4. Les juges d'appel ont décidé que lorsque, comme en l'espèce, dans leur réponse à l'avis de rectification de la déclaration, les demandeurs ont adopté un point de vue qui est diamétralement opposé à celui qui est exprimé par l'administration dans l'avis de rectification de la déclaration et que ce point de vue des demandeurs a déjà été réfuté par les motifs repris dans l'avis de rectification de la déclaration, l'administration a répondu à suffisance aux observations des demandeurs en reprenant dans la notification de la décision de taxation le contenu de l'avis de rectification de la déclaration. Ils ont ainsi légalement justifié leur décision.

Le moyen ne peut être accueilli.

Sur le second moyen :

5. L'article 31, alinéa 1er, du Code des impôts sur les revenus 1992 dispose que les rémunérations des travailleurs sont toutes rétributions qui constituent, pour le travailleur, le produit du travail au service d'un employeur.

L'article 31, alinéa 2, 3°, du Code des impôts sur les revenus 1992, dispose qu'elles comprennent notamment les indemnités obtenues en raison ou à l'occasion de la cessation de travail ou de la rupture d'un contrat de travail.

6. Pour être imposable en vertu de l'article 31, alinéa 2, 3°, du Code des impôts sur les revenus 1992, il suffit qu'il existe un lien indissociable entre l'indemnité payée et l'ancienne activité professionnelle, sans qu'il soit requis que le travailleur puise son droit à une indemnité dans le contrat de travail.

7. Les juges d'appel ont constaté que dans le contrat de non-concurrence, de non-détournement et de non-divulgation de secrets professionnels conclu après la rupture du contrat de travail, il a été considéré que le premier demandeur, compte tenu de sa position dans l'entreprise, a acquis une connaissance étendue des secrets professionnels au sein de l'entreprise dans laquelle l'employeur fournissait des services à des clients, ainsi que de sa stratégie, que la divulgation de ces secrets à des tiers pourrait gravement nuire aux intérêts de l'employeur compte tenu de la position concurrentielle particulière dans le secteur et le know-how considérable acquis par le premier demandeur au cours de l'exercice de ses activités et que dans cette optique il a été demandé au premier demandeur de se lier par une clause de non-concurrence, de non-détournement et de non-divulgation de secrets professionnels moyennant le paiement d'une indemnité de 1.260.000,00 euros.

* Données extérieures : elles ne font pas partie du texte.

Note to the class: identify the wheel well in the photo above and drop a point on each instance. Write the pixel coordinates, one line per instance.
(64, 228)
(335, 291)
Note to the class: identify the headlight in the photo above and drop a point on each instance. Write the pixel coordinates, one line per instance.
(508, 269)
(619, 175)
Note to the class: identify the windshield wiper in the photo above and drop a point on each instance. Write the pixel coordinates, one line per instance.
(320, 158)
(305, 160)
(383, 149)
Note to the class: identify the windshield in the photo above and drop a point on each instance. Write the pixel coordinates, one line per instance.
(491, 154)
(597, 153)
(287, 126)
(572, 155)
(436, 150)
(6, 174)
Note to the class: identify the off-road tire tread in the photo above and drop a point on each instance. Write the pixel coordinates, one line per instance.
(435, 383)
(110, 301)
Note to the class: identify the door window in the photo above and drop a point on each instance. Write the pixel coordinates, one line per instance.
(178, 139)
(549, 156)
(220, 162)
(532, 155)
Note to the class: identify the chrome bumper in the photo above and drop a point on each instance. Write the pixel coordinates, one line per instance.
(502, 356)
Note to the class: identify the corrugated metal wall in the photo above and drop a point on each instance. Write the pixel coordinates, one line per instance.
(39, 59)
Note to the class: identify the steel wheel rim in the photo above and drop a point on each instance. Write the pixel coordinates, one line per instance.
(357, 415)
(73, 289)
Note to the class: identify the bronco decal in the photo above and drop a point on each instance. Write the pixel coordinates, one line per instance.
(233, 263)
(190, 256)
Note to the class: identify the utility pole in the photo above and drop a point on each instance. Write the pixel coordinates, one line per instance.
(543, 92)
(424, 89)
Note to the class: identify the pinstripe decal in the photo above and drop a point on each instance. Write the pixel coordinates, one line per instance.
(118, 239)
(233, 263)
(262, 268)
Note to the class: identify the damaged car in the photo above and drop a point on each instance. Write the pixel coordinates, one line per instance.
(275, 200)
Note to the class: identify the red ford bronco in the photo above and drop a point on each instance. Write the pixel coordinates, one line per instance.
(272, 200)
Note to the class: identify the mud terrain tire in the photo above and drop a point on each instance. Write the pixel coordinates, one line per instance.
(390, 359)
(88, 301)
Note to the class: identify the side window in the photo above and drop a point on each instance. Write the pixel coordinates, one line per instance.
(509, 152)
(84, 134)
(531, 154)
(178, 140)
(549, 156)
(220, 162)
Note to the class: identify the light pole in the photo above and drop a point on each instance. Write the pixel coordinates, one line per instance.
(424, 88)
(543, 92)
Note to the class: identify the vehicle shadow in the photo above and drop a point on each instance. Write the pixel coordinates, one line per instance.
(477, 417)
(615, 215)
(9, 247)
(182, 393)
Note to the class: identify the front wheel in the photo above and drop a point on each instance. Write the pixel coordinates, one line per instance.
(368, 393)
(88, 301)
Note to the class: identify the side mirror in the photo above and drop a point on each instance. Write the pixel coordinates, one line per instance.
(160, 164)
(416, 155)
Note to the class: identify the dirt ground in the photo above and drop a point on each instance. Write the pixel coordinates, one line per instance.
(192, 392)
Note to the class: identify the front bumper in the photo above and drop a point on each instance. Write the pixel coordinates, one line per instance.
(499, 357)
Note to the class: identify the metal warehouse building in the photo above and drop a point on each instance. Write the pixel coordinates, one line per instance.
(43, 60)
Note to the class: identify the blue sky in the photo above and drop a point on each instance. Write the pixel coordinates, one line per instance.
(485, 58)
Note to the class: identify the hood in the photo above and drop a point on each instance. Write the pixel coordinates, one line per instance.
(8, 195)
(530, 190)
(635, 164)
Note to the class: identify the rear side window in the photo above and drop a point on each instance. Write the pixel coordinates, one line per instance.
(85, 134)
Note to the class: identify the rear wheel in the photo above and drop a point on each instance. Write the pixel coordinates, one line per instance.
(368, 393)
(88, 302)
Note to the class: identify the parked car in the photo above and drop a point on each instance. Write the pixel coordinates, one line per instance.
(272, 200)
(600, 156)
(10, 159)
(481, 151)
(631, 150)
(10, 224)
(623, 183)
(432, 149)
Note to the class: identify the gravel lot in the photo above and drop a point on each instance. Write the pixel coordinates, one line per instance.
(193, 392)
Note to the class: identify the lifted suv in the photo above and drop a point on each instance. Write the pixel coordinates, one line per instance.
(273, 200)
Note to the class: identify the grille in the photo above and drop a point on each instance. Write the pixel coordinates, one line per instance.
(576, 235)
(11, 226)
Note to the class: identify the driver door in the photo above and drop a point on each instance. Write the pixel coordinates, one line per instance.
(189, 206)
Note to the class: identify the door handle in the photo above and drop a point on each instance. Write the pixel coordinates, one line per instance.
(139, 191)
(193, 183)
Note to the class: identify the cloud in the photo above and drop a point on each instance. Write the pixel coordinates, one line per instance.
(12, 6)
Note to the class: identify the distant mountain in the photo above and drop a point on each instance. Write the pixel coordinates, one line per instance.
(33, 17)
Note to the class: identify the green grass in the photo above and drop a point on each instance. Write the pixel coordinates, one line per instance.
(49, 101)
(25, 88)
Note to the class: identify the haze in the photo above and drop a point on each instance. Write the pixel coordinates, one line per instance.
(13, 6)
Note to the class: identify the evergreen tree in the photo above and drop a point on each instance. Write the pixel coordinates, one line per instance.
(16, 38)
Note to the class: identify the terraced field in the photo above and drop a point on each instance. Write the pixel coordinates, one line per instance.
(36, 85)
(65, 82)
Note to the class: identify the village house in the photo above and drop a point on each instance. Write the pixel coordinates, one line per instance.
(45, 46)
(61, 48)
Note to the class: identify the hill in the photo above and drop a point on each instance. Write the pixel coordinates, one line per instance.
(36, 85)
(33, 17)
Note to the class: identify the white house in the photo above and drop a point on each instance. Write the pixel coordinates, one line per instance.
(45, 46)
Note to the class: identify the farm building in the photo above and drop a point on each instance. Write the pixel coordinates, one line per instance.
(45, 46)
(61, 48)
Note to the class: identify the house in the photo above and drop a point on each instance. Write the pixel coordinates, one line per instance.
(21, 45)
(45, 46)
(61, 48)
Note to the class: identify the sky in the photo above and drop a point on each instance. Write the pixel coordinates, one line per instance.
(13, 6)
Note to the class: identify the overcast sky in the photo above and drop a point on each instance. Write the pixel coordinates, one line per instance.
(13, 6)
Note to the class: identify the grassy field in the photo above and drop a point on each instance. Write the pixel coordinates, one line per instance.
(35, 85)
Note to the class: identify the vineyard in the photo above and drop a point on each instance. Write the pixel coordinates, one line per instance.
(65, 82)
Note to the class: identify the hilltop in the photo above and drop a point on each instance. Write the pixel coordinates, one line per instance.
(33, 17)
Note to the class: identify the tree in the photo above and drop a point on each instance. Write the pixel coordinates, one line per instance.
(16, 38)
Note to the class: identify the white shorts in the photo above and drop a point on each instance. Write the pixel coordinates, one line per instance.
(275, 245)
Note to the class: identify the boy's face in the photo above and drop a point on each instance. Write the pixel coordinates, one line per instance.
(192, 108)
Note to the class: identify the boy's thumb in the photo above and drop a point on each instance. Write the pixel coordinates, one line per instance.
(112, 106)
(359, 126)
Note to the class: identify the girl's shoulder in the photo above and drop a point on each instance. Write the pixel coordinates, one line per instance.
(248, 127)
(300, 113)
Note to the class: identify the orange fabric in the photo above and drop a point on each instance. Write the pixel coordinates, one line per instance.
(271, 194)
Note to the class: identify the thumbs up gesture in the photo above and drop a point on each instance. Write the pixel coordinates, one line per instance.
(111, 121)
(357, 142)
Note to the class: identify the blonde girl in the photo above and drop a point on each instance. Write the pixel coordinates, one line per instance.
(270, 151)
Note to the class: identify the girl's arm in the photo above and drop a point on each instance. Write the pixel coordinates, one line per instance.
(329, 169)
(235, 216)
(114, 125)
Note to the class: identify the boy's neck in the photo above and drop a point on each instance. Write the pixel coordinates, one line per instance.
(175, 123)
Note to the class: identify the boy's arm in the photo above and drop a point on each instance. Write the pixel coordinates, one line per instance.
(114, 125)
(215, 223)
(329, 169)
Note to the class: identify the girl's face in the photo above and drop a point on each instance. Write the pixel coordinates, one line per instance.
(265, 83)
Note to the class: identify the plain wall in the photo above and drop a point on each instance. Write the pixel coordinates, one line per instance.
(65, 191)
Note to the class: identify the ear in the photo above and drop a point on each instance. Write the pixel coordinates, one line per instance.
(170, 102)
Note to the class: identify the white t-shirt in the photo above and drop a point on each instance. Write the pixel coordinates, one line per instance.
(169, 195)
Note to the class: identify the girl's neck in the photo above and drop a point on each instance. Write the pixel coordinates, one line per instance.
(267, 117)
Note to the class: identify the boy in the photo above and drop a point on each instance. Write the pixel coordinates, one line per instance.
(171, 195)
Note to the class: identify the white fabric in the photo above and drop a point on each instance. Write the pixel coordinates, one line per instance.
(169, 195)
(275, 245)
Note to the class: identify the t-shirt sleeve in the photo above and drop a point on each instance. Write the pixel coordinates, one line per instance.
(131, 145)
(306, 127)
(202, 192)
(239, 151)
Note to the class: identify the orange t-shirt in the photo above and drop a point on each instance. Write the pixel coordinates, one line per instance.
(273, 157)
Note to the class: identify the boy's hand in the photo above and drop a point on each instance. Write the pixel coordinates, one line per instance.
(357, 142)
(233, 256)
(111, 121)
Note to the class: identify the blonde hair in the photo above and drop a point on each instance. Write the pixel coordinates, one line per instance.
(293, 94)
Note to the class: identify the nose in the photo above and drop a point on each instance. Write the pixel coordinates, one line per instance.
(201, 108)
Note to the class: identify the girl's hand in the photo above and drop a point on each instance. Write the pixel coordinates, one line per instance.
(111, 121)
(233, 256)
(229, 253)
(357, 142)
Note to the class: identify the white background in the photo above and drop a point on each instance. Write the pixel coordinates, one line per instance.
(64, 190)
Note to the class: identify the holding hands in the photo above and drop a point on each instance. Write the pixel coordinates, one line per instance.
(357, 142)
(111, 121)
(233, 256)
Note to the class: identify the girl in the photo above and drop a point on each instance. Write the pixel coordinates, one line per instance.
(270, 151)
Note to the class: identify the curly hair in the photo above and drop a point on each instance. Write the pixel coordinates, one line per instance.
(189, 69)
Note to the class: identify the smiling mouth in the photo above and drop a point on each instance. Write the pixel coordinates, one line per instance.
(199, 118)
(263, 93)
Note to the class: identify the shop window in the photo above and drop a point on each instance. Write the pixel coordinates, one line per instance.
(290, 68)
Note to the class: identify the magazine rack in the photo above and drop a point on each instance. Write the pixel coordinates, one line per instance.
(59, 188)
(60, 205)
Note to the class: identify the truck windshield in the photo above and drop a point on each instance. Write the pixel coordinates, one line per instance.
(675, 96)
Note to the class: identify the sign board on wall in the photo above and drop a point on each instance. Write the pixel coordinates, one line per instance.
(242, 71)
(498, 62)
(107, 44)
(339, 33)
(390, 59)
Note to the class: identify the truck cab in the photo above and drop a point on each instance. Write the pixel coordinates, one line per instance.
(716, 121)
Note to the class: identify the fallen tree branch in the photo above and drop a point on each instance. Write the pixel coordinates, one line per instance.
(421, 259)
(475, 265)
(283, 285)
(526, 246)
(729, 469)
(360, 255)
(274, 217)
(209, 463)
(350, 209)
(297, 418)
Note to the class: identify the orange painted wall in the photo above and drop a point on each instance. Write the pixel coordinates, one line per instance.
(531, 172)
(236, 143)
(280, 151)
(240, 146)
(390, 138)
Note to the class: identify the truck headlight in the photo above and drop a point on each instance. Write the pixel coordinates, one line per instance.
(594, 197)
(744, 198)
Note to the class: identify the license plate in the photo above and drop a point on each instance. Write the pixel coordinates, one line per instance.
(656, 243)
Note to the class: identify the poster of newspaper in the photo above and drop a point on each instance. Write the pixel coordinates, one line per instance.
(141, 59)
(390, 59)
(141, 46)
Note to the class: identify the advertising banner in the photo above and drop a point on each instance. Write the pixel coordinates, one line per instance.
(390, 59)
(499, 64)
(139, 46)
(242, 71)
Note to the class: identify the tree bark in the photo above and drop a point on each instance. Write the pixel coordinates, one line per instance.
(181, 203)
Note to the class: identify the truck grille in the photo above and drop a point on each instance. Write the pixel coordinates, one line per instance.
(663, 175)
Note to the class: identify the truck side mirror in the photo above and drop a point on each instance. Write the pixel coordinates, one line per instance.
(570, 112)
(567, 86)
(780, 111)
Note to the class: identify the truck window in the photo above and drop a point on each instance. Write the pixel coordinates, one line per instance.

8. En décidant sur la base de ces constatations qu'on ne peut douter que cette indemnité a été obtenue par le premier demandeur du chef ou à l'occasion de ses activités professionnelles antérieures et qu'il est sans intérêt, à cet égard, que le contrat relatif à la non-concurrence et à l'indemnité due ait été conclu après la rupture du contrat de travail, les juges d'appel ont justifié leur décision que l'indemnité est imposable en tant de rémunération en vertu de l'article 31, alinéa 2, 3° du Code des impôts sur les revenus 1992.

Le moyen ne peut être accueilli.

Par ces motifs,

La Cour

Rejette le pourvoi ;

Condamne les demandeurs aux dépens.

Ainsi jugé par la Cour de cassation, première chambre, à Bruxelles, où siégeaient le président de section Eric Dirix, les conseillers Koen Mestdagh, Geert Jocqué, Bart Wylleman et Koenraad Moens, et prononcé en audience publique du vingt et un novembre deux mille treize par le président de section Eric Dirix, en présence de l'avocat général Dirk Thijs, avec l'assistance du greffier Johan Pafenols.

Traduction établie sous le contrôle du conseiller Marie-Claire Ernotte et transcrite avec l'assistance du greffier Patricia De Wadripont.